Considérant que les dispositions précitées des articles 178-31 et 178-32 du code des impôts opèrent une distinction entre, d’une part, les dividendes et parts d’intérêts mis en distribution par l’entreprise en 2005 mais laissés à disposition de celle-ci par les associés, d’autre part, les sommes mises à disposition de l’entreprise, provenant de versements effectués par les associés dans la caisse sociale au cours de l’année 2005 ; que, même si elles ont toutes les deux pour objet le renforcement des fonds propres de l’entreprise, ces dispositions ne prévoient d’exonération, en ce qui concerne les intérêts des sommes laissées ou mises à disposition de l’entreprise, que pour les seuls intérêts afférents aux sommes mises à disposition par versement dans la caisse sociale, à l’exclusion des intérêts afférents aux dividendes et parts d’intérêt laissés à disposition de l’entreprise ; que la POLYNESIE FRANÇAISE est par suite fondée à soutenir que c’est à tort que les premiers juges ont accordé à la société Royal Automobiles la décharge d’impôt qu’elle demandait, au motif que les dispositions de l’article 178-32 du code des impôts permettaient l’exonération des intérêts afférents aux dividendes mis en distribution en 2005 par cette société et laissés à disposition de celle-ci par ses associés ;

Considérant, toutefois, qu’il appartient à la cour administrative d’appel, saisie de l’ensemble du litige par l’effet dévolutif de l’appel, d’examiner les autres moyens de la société Royal Automobiles, tant devant la cour que devant le tribunal administratif ;

Considérant que la société Royal Automobiles n’a pas soulevé d’autre moyen que celui susmentionné, selon lequel les dispositions combinées des articles 178-32, 196-1 et 196-2 du code des impôts impliquaient que les intérêts afférents aux dividendes distribués par elle en 2005 soient exonérés de contribution de solidarité territoriale sur le revenu des capitaux mobiliers, dès lors qu’ils l’étaient d’impôt sur le revenu des capitaux mobiliers ; qu’il suit de là que ces intérêts, qui, eu égard à la nature de prêt des sommes laissées en compte courant, entrent dans le champ du 7° de l’article 171-1 du code des impôts et ont par suite le caractère de revenus de capitaux mobiliers au sens dudit article, doivent être soumis à la contribution de solidarité territoriale sur le revenu des capitaux mobiliers, par application de l’article 196-1 ;

Considérant qu’il résulte de ce qui précède que la POLYNESIE FRANÇAISE est fondée à soutenir que c’est à tort que, par le jugement attaqué, le Tribunal administratif de la Polynésie française a prononcé la décharge de la contribution de solidarité territoriale sur le revenu des capitaux mobiliers à laquelle la société Royal Automobiles a été assujettie au titre de l’année 2006, à raison des intérêts d’un montant de 9 130 167 F CFP servis à ses associés, correspondant aux dividendes qui leur ont été distribués en 2005 et qu’ils ont laissés sur leurs comptes courants ;

Sur les conclusions tendant à l’application de l’article L. 761-1 du code de justice administrative :

Considérant qu’aux termes de l’article L. 761-1 du code de justice administrative : Dans toutes les instances, le juge condamne la partie tenue aux dépens ou, à défaut la partie perdante, à payer à l’autre partie la somme qu’il détermine au titre des frais exposés et non compris dans les dépens.
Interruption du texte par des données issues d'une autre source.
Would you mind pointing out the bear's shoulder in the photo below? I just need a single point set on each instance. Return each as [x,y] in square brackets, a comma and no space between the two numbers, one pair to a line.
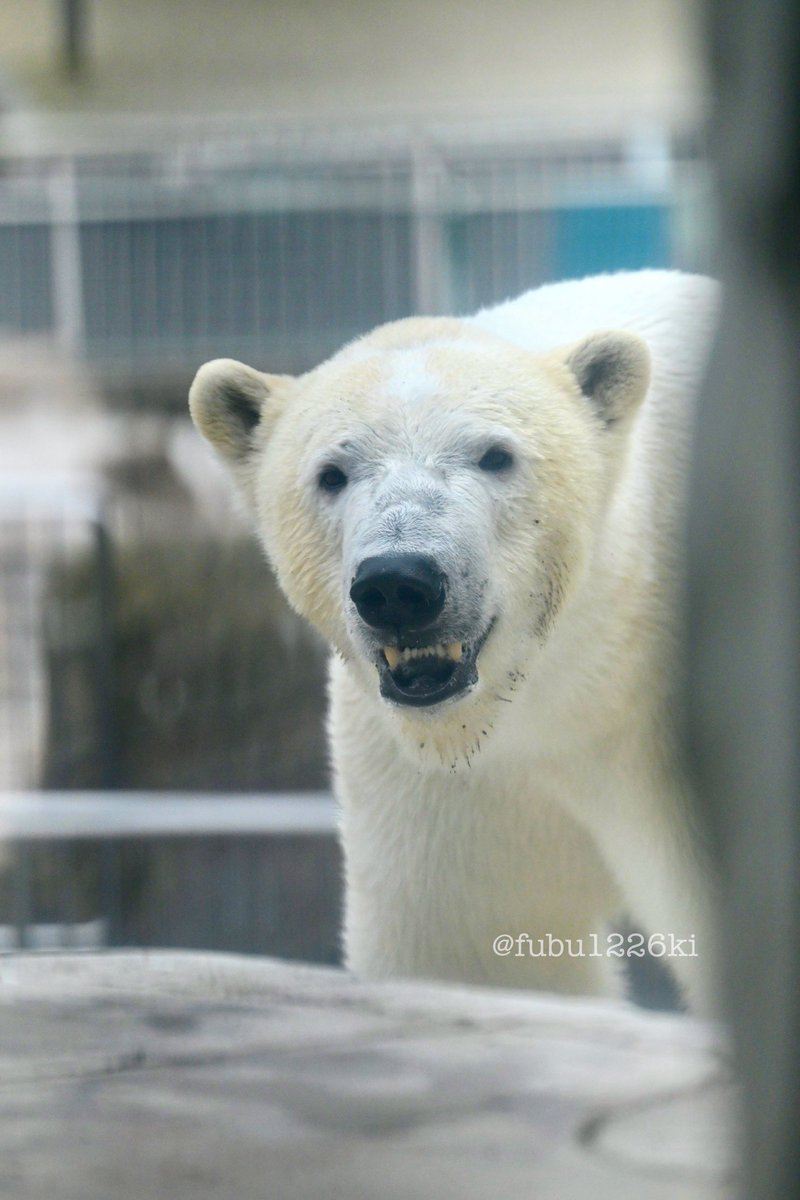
[665,307]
Le juge tient compte de l’équité ou de la situation économique de la partie condamnée. Il peut, même d’office, pour des raisons tirées des mêmes considérations, dire qu’il n’y a pas lieu à cette condamnation ; que la POLYNESIE FRANÇAISE n’étant pas la partie perdante dans la présente instance, les conclusions de la société Royal Automobiles tendant au remboursement de ses frais d’instance ne peuvent qu’être rejetées ;

DECIDE :

Article 1er : Le jugement du Tribunal administratif de la Polynésie française en date du 20 mai 2008 est annulé en tant qu’il a accordé à la société Royal Automobiles la décharge de la cotisation de contribution de solidarité territoriale sur le revenu des capitaux mobiliers d’un montant de 456 500 F CFP, à laquelle celle-ci a été assujettie au titre de l’année 2006.

Article 2 : La cotisation de contribution de solidarité territoriale sur le revenu des capitaux mobiliers mentionnée à l’article 1er est remise à la charge de la société Royal Automobiles.

Article 3 : Les conclusions présentées par la société Royal Automobiles sur le fondement de l’article L. 761-1 du code de justice administrative sont rejetées.